In the rush of Wasteland 2s, Project Eternitys and Planetary Annihilations it's easy to forget that Kickstarter, as the name suggests, was founded with the intention of helping small companies, start ups and indies get a leg up, thanks to the charitable attentions of backers who believe in an idea. Both approaches to crowdfunding seem valid, but in the sound and fury, smaller projects can be swallowed up.
FTL: Faster Than Light is not one of those. Launched just a few weeks after Double Fine Adventure and seeking a very modest $10,000, the sci-fi roguelike pulled in over $200,000, taking advantage of sudden, intense interest in crowdfunded games.
It wasn't the only game to do so, but it's one of the few to launch so far; FTL: Faster Than Light is available now through the developer's website, GOG or Steam, a month later than expected but otherwise very much as promised during Subset Games' pitch. And it's great.
Buzz
I missed the FTL hype when it first kicked into gear, but there was no chance of a repeat performance now that it's launched. It's not just a plug from Penny Arcade, or the marketing efforts of GOG; Twitter exploded with praise and discussion of the sci-fi adventure and hasn't let up. For everyone tweeting "What's FTL?" there are three more detailing their quests, chewing over strategy, or just pointing friends towards a place of purchase.
Faster Than Light has the player take command of a spaceship, tasked with travelling through several sectors of space ahead of an encroaching military threat. Ships can only jump between certain points on the map, and the longer they dally the higher the chance of falling prey to the enemy; but it's only through exploration of sector maps that one can hope to find the equipment, crew members and wealth needed to face the challenges ahead.
With a collection of variously equipped starting ships and an endless number of randomly generated encounters, FTL provides plenty of challenge, replayability and sheer fun, but its true value probably lies in the stories it generates. It's one of those roguelikes where every attempt feels sufficiently fresh and different that you never feel like you're grinding through the same old early quests, and there's enough variation in hazard and equipment that unless you're a very slow learner each death you experience is likely to be unique.

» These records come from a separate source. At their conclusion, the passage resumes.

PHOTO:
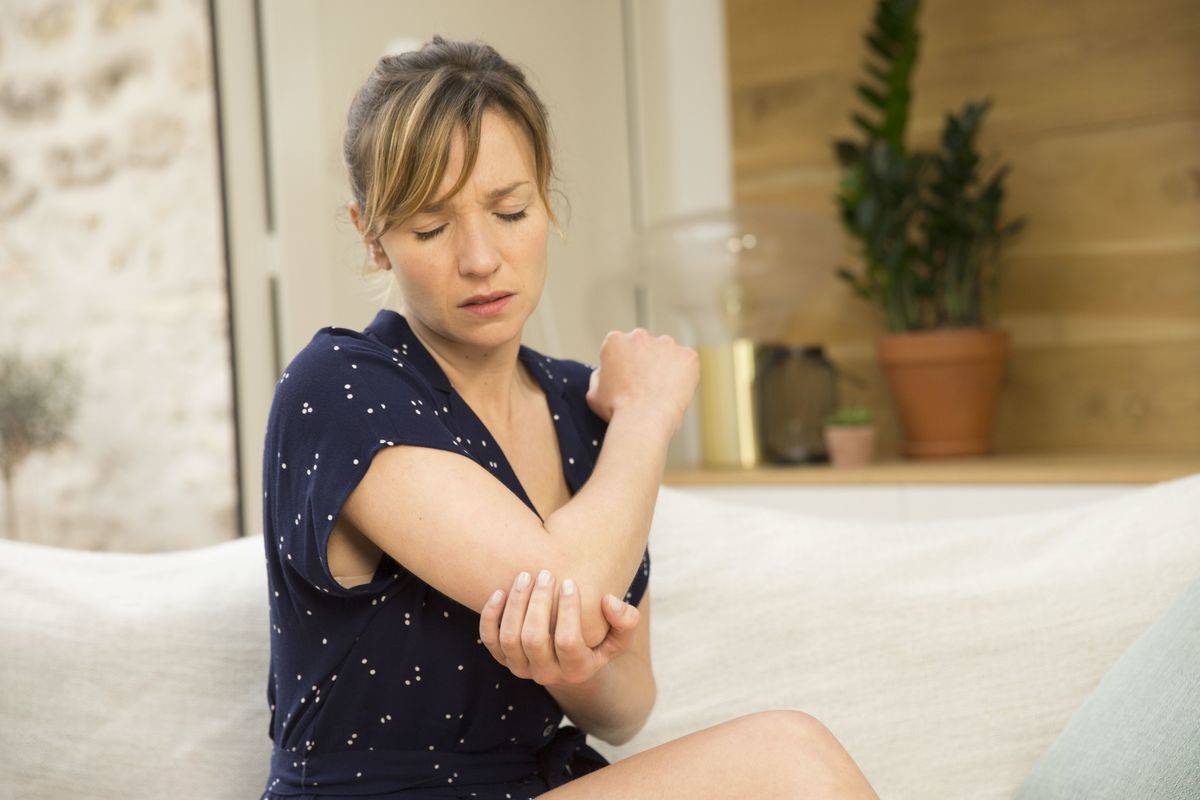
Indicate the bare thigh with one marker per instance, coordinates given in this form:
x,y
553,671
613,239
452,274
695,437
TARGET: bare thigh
x,y
768,755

This leads to the sort of situation where you sit across a table from your fellow nerds and excitedly discuss the time you accidentally opened the airlocks trying to eject boarders, leeching your last oxygen thanks to a forgotten hull breech. Or the time a missile hit your cockpit just as you were about to jump out of a sector. Or the time you followed a distress beacon and it was actually pirates but they were armed with the space equivalent of a pea shooter and immediately fled, leaving you to accept their captives' gratitude.
Or the time only your pilot survived an encounter and had to repair every system on the ship, dashing back and forth to the med bay as fires took apart more and more of your vessel and you realised, with mounting horror, that you were fighting a losing battle against entropy. Alone, in endless space; the last survivor and humanity's only hope. Well done you.

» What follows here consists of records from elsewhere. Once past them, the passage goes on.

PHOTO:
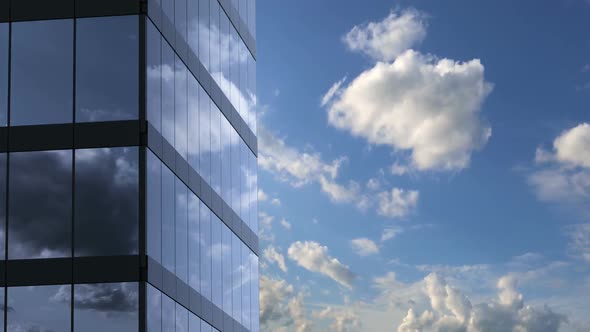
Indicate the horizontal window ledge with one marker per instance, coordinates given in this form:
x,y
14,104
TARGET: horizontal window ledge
x,y
70,136
30,10
78,270
191,299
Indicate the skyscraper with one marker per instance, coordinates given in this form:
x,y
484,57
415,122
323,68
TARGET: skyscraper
x,y
128,182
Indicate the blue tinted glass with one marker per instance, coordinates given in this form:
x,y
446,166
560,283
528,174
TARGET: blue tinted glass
x,y
154,309
43,180
39,308
181,231
42,65
205,251
216,254
204,33
154,76
3,74
107,202
107,52
181,318
168,66
168,317
194,89
194,241
180,112
154,206
205,136
106,307
168,230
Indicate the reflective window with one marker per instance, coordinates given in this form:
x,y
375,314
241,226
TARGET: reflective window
x,y
180,110
106,307
237,277
216,148
181,231
226,235
168,66
2,205
205,136
42,57
154,206
194,241
154,76
194,90
4,31
194,323
168,229
216,254
39,308
107,52
168,317
106,211
205,251
154,309
204,33
181,318
44,180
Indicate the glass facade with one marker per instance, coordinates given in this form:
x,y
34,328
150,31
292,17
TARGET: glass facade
x,y
128,140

Remember the old roguelike mantra: losing is fun. It is fun, and that's something that a lot of us have forgotten, because this is not the kind of experience that is green lit by investors. This is the type of game people only make for love, and that 9,818 gamers helped turn a passion project into a financially viable endeavour, and thereby brought FTL: Faster Than Light to all the rest of us, makes me happy to be a part of the machine. Thanks, Kickstarter.
FTL: Faster than Light is available on Linux, Mac and PC; DRM-free versions are available, while the Steam release supports Steamplay.